Japan's Pension Fund Association, Tokyo, with 3.5 trillion yen ($28 billion) in assets, is considering investing in additional asset classes and strategies. Under consideration are: derivatives, which could be fixed-income or equity based, foreign or domestic; tactical asset allocation; and actively managed emerging markets equities.
Decisions about such investments - including the sizes of any allocations - are still a way off, said Noboru Terada, the PFA's executive director, pension investments. The fund still has to do ``extensive research'' into the new areas so any movement into them would be at least a year away, Mr. Terada said.
A New Mexico lawmaker introduced a bill to create a portable retirement plan for state employees.
Under the bill, introduced by Republican State Rep. Kip W. Nicely, the state would set up a new defined contribution plan for state workers. Participants in the plan would have a one-year vesting period and would be allowed to take their assets with them when they change jobs. Participation in the state's defined benefit plan would not be required.
Officials of the $5.75 billion New Mexico Public Employees' Retirement Association, Santa Fe, oppose the legislation. If the bill passes, it will take a large chunk of money from the fund, said Burt Terrazas, executive deputy director for member services. Officials are lobbying for the bill to be part of a voter referendum, he said.
Senate Finance Committee members plan to examine ways the IRS can expand programs that encourage employers to correct, rather than hide, errors they discover in their pension plans.
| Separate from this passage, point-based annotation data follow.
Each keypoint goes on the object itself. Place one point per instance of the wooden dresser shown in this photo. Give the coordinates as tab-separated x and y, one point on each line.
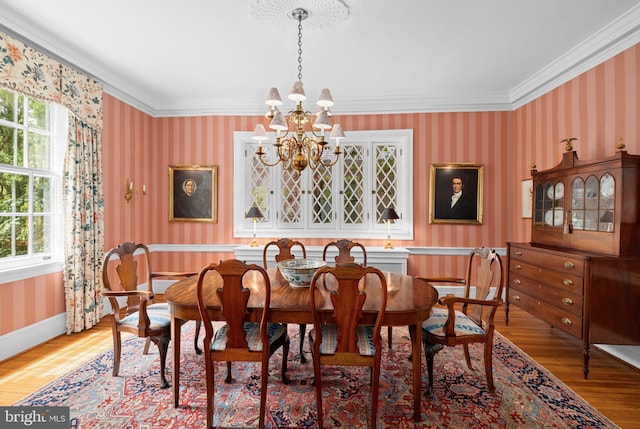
581	270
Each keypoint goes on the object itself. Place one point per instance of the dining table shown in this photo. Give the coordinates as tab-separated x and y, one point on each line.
409	303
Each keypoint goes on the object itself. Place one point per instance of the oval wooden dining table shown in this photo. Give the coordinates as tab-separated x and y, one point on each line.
409	303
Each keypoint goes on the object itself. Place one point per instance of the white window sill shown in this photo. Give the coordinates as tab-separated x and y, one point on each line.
25	272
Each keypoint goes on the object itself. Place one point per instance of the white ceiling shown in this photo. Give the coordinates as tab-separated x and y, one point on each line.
195	57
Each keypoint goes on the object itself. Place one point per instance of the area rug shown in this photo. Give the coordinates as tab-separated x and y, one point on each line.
527	395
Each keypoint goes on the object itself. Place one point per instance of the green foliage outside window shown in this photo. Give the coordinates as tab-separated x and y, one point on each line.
25	193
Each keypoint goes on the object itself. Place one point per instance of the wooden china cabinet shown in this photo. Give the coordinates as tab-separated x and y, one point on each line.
581	270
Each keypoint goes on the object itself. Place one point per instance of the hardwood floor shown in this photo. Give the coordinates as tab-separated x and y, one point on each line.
613	387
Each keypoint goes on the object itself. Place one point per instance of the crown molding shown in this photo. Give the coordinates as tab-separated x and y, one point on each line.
619	35
611	40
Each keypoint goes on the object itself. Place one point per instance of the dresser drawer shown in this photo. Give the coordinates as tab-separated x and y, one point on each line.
558	317
548	260
556	297
520	272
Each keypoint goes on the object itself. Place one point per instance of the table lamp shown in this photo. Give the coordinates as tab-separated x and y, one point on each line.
255	213
389	214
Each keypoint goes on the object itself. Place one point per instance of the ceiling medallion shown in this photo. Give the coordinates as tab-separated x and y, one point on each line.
278	13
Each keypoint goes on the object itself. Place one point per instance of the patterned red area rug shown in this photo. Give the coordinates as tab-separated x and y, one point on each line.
527	395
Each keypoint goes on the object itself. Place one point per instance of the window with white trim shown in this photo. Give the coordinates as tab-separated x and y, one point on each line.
32	140
344	201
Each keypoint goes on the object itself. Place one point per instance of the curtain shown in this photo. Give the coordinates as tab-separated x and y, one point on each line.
84	226
30	72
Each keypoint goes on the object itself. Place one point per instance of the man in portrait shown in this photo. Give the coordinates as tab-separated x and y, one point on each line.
457	203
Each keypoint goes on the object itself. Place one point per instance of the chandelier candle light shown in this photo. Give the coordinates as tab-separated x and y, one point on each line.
299	149
388	215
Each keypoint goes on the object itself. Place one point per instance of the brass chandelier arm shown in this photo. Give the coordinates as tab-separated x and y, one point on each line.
296	148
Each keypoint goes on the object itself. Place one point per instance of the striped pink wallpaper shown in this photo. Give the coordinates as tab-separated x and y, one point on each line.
598	107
In a Feb. 9 letter to IRS Commissioner Charles Rossotti, a group of senators wrote that they intend to study proposals to improve and expand IRS programs that promote voluntary compliance by pension plan sponsors as part of upcoming hearings on restructuring the IRS.
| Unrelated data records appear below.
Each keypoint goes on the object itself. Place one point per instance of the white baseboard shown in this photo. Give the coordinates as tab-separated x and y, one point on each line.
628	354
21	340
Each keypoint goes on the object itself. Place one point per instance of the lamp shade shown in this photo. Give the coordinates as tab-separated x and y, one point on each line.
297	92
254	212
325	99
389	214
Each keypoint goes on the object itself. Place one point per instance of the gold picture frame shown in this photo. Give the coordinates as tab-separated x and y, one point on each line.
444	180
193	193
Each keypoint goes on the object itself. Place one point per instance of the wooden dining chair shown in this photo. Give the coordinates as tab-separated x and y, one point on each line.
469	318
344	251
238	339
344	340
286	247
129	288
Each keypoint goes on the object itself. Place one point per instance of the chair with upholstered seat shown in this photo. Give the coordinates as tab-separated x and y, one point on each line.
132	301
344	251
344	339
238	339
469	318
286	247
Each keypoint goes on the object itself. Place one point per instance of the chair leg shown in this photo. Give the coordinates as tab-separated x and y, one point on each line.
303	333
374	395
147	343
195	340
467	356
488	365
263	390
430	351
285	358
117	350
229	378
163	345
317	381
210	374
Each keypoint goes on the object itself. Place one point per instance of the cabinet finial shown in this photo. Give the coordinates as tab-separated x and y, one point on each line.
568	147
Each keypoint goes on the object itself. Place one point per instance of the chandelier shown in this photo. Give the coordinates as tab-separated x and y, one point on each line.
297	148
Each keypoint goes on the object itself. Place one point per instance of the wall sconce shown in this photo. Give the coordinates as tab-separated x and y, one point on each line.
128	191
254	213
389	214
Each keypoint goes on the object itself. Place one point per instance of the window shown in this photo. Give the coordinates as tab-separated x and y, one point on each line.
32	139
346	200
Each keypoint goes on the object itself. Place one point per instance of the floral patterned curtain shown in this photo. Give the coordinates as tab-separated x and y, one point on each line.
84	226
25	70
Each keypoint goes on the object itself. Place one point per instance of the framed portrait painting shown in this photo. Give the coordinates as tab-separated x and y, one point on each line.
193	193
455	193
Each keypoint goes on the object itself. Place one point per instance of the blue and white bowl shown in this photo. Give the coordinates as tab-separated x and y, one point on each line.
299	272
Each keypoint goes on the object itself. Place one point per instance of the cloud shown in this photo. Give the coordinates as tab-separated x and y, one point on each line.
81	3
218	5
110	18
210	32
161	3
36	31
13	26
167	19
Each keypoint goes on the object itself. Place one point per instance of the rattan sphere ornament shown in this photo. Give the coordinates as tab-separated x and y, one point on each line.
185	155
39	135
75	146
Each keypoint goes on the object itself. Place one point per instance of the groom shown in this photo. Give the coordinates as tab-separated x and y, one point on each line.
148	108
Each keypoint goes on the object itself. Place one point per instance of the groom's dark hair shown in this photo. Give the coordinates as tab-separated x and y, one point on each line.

The letter was signed by Sens. Robert Graham, D-Fla.; John Breaux, D-La.; Charles E. Grassley, R-Iowa; James M. Jeffords, R-Vt.; and Orrin Hatch, R-Utah.
Beloit College, Beloit, Wis., dropped the Acorn Fund, managed by Wanger Asset Management, from its $77 million endowment fund. Trustees didn't like the fund's performance and decided to gradually move the $3 million small-cap equity portfolio to existing international equity manager Morgan Stanley, said John Nicholas, vice president of administration and treasurer. The firm's portfolio will increase to $9 million.
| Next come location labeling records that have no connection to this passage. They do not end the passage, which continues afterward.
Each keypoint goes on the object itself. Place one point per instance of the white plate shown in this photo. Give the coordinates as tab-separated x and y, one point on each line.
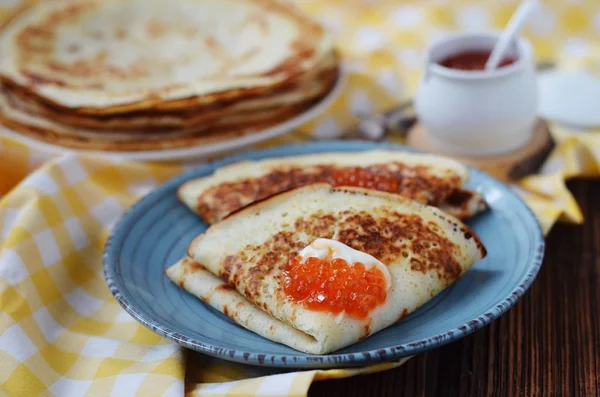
570	97
195	152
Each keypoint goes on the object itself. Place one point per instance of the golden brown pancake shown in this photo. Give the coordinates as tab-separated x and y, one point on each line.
239	265
426	178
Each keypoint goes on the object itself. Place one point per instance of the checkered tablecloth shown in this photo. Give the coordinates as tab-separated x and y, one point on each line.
62	333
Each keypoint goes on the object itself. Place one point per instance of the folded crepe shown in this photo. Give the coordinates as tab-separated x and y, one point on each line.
319	268
429	179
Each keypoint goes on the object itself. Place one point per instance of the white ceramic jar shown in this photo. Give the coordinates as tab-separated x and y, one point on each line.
477	113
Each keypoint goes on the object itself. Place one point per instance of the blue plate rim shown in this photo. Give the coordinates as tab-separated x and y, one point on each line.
301	360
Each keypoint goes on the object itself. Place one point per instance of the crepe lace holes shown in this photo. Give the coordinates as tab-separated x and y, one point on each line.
416	264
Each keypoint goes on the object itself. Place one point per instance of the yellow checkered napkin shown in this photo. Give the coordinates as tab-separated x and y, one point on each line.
62	333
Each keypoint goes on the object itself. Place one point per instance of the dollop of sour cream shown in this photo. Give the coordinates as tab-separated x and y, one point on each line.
327	249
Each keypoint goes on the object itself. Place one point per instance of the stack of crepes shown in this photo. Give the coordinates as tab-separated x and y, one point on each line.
127	75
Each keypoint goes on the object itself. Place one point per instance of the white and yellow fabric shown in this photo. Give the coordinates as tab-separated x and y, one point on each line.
62	333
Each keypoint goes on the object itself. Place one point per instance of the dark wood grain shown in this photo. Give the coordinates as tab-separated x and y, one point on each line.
548	344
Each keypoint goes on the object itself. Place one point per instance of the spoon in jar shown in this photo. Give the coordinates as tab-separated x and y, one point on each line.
514	26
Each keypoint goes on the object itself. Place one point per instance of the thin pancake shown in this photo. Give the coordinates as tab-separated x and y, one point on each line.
114	56
429	179
52	133
424	250
311	86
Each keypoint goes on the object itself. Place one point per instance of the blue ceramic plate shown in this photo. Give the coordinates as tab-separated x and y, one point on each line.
155	233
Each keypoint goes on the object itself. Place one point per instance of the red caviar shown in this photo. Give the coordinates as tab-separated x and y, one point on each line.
335	286
361	177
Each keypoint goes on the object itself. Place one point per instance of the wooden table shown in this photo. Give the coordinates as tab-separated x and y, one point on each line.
548	344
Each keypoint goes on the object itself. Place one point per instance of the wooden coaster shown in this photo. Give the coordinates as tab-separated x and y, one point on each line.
506	167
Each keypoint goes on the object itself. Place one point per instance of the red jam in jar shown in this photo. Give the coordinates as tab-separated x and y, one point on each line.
472	60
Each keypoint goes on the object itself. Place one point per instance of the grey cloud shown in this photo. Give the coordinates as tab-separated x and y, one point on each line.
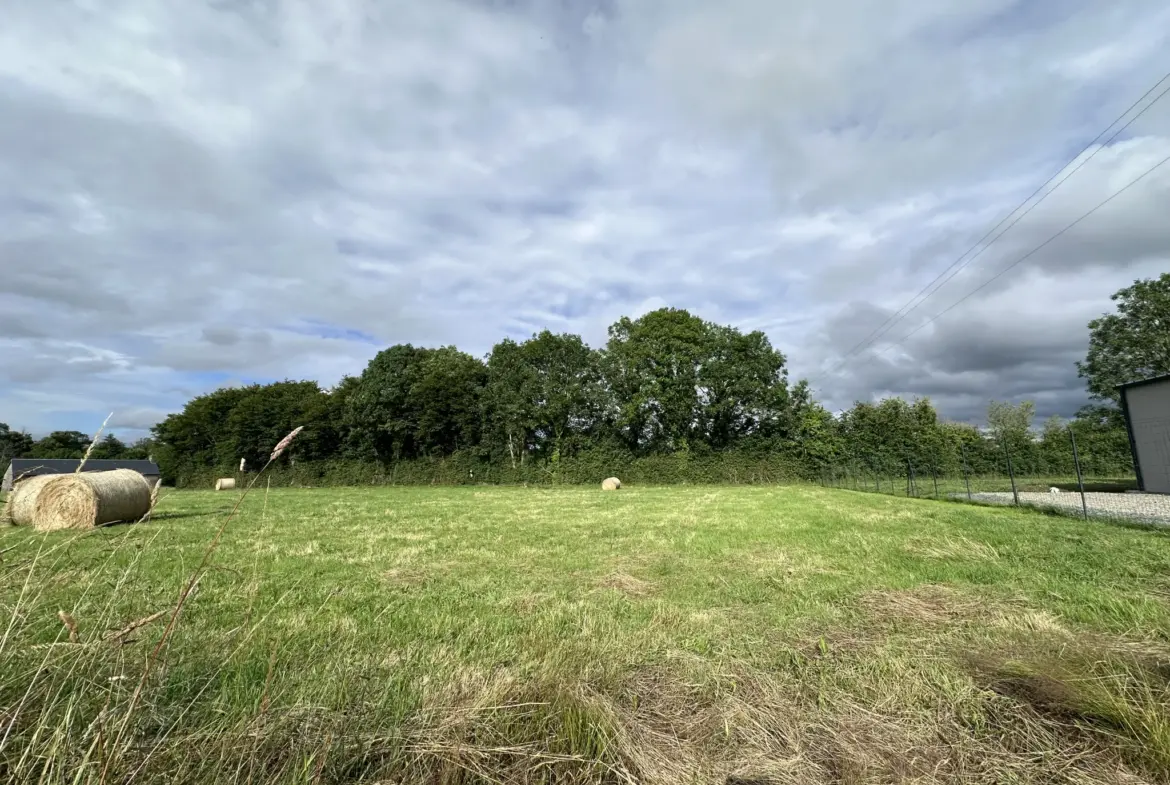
138	419
452	172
Cambridge assisted. Officials at Wanger did not return calls by press time.
Investment in U.S. office properties has nearly doubled over the past year with pricing increasing an average of 20% nationally, according to a report by Granite Partners, a real estate investment bank. Granite estimates total office investment was about $46 billion in 1997, for transactions greater than $10 million.
REITs were the largest acquirers of office buildings, accounting for about 48% of all individual transactions and 84% of portfolio transactions. Institutions and pension funds accounted for 17% of individual office transactions and 5% of portfolio transactions.